Complaints handling is an element of the Quality System in both the pharmaceutical industry, and ISO 17025 accredited laboratories. The aim is to retain customers, comply with regulations and avoid potential disputes over product quality or service. The customer complaint management system enables users to record, investigate, and respond to complaints. In addition, it is also suitable to track trends in complaints, enabling the management reporting and follow-up on the implementation of the CAPA actions.

Audits by government bodies, regulatory authorities, customers, or in-house, examine critical processes identify gaps and help laboratories and companies to improve quality. The Audit management module enables efficient recording of audits, observations and the management and implementation of the appropriate corrective and preventive actions (CAPAs) to ensure proper resolution and communication of remediation to the auditor.

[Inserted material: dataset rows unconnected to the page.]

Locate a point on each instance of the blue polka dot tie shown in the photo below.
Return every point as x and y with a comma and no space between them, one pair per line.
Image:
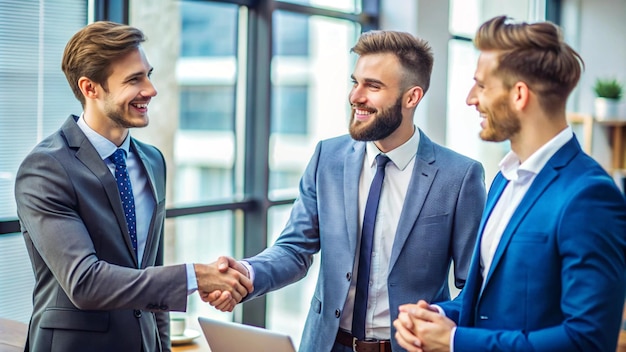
126,193
365,254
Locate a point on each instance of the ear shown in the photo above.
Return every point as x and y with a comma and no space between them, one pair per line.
520,94
88,88
413,96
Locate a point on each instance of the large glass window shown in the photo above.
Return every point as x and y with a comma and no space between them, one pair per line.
310,94
208,29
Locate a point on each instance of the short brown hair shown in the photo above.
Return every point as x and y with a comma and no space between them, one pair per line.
90,52
415,54
535,54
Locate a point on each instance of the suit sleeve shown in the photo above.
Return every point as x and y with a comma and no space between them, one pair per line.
47,204
468,213
591,239
289,259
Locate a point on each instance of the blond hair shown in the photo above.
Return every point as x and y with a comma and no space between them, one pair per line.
415,54
90,52
535,54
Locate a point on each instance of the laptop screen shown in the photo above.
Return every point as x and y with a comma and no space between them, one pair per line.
233,337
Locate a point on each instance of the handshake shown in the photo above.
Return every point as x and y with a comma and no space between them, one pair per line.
223,283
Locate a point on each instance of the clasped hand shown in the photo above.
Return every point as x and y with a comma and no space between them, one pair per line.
223,283
421,328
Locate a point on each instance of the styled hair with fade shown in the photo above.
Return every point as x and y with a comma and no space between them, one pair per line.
415,54
92,50
535,54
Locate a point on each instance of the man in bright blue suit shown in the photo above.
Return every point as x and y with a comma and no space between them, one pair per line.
548,271
428,214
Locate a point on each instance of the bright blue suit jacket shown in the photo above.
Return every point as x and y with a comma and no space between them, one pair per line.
557,280
439,222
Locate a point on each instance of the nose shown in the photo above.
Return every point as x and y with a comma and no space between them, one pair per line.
356,95
149,90
471,96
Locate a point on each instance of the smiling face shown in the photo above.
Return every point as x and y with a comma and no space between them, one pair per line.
376,97
128,91
492,100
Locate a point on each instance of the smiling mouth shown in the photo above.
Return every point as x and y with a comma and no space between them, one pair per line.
140,106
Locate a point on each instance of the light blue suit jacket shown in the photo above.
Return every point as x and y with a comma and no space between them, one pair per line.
439,222
557,280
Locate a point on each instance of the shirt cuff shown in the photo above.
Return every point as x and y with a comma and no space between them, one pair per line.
452,332
250,270
192,283
439,309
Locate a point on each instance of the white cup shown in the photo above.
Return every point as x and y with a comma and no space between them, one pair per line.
177,326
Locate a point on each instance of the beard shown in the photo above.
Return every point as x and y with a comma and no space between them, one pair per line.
117,114
380,126
502,121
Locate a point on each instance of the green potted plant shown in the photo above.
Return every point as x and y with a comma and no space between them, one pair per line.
608,94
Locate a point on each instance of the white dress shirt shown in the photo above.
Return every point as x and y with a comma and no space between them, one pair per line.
144,199
520,177
398,174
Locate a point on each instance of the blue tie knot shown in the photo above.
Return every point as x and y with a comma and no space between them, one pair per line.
381,161
119,157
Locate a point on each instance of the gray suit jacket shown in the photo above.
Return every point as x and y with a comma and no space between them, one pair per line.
90,294
438,223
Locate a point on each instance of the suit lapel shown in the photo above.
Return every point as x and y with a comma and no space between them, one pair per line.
421,181
353,164
546,176
87,154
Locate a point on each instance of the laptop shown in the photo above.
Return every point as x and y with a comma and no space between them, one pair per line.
233,337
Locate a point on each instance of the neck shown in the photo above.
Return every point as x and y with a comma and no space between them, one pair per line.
534,134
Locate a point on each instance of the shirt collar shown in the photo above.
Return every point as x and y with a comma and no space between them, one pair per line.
401,156
104,147
510,165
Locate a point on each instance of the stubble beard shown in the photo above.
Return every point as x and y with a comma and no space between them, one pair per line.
383,124
502,122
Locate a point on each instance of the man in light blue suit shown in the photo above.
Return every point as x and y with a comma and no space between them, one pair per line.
548,271
428,215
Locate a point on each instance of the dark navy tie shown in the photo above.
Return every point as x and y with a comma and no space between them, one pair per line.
365,256
126,193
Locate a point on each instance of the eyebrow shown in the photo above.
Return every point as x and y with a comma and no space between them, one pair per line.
137,74
370,80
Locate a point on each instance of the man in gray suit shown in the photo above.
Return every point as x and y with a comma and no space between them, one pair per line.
99,280
428,213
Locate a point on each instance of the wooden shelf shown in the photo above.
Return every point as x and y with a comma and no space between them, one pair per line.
617,137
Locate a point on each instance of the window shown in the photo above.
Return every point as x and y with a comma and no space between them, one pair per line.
207,108
34,101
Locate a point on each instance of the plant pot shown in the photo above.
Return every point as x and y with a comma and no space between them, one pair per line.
606,109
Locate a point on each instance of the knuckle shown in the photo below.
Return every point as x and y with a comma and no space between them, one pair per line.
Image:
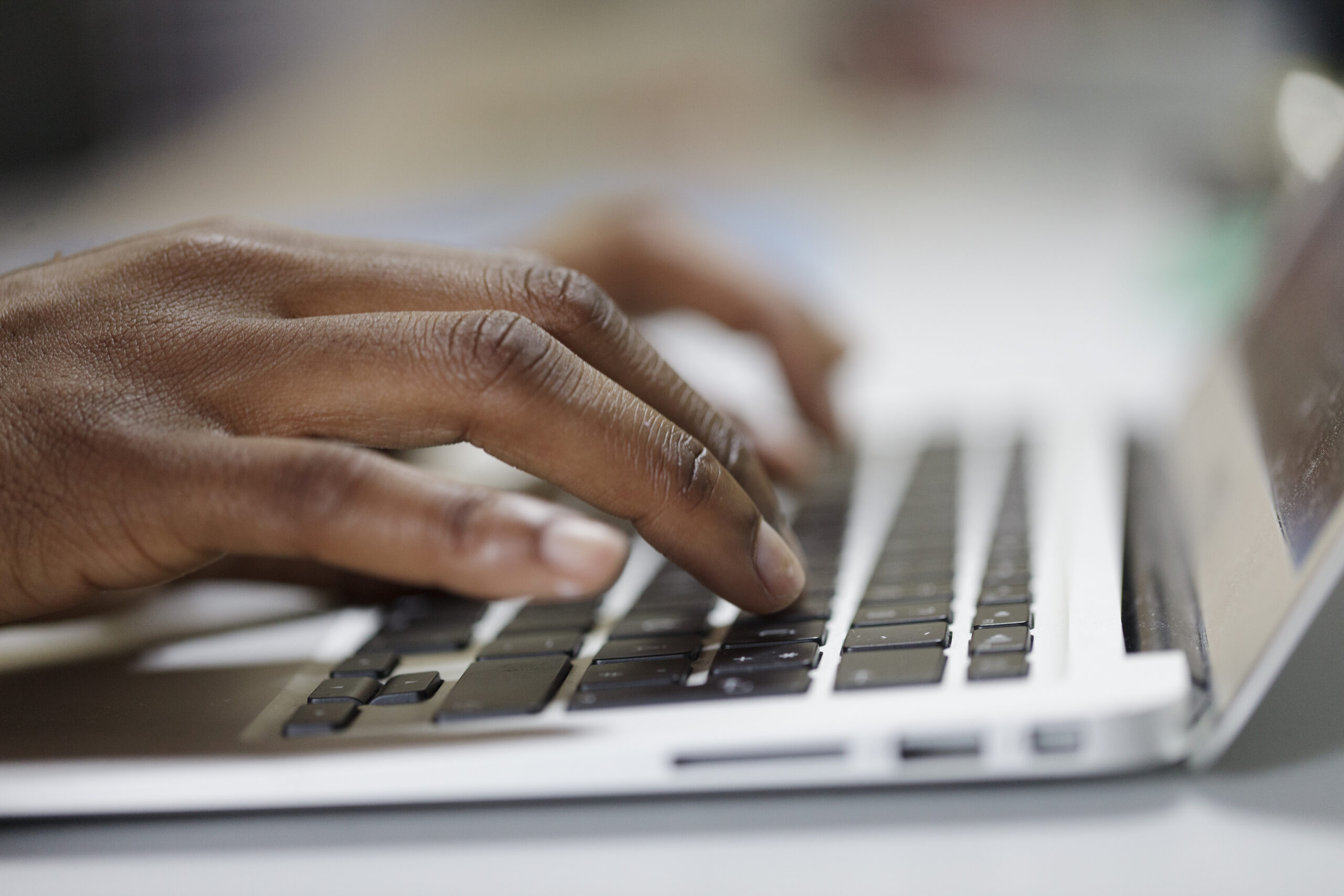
694,473
464,518
210,253
566,300
502,347
311,488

The Vendor approval system was designed to ensure that suppliers of materials and services selected by the company, are reliable, have adequate quality, and that they deliver on time, and accurately according to the specifications and purchase orders. The Vendor qualification module allows standardization of the supplier approval process according to defined criteria, related to the type and criticality of the deliveries. The module offers effective reporting, based on the supplier group, type of approval, etc., and enables tracking the deviations in deliveries or the resolution of CAPA actions. This extends the company’s Quality System towards its supply chain partners.

Risk management is a systematic approach to the analysis, evaluation, mitigation, and re-evaluation of risks, particularly required in the pharmaceutical and medical device industry and ISO 17025 accredited laboratories. The risk management module enables the integration of risk management processes with other quality management processes – deviations, changes, complaints and audit observations – to facilitate the implementation and maintenance of a risk management program in accordance with ICH Q9 and ISO 14971.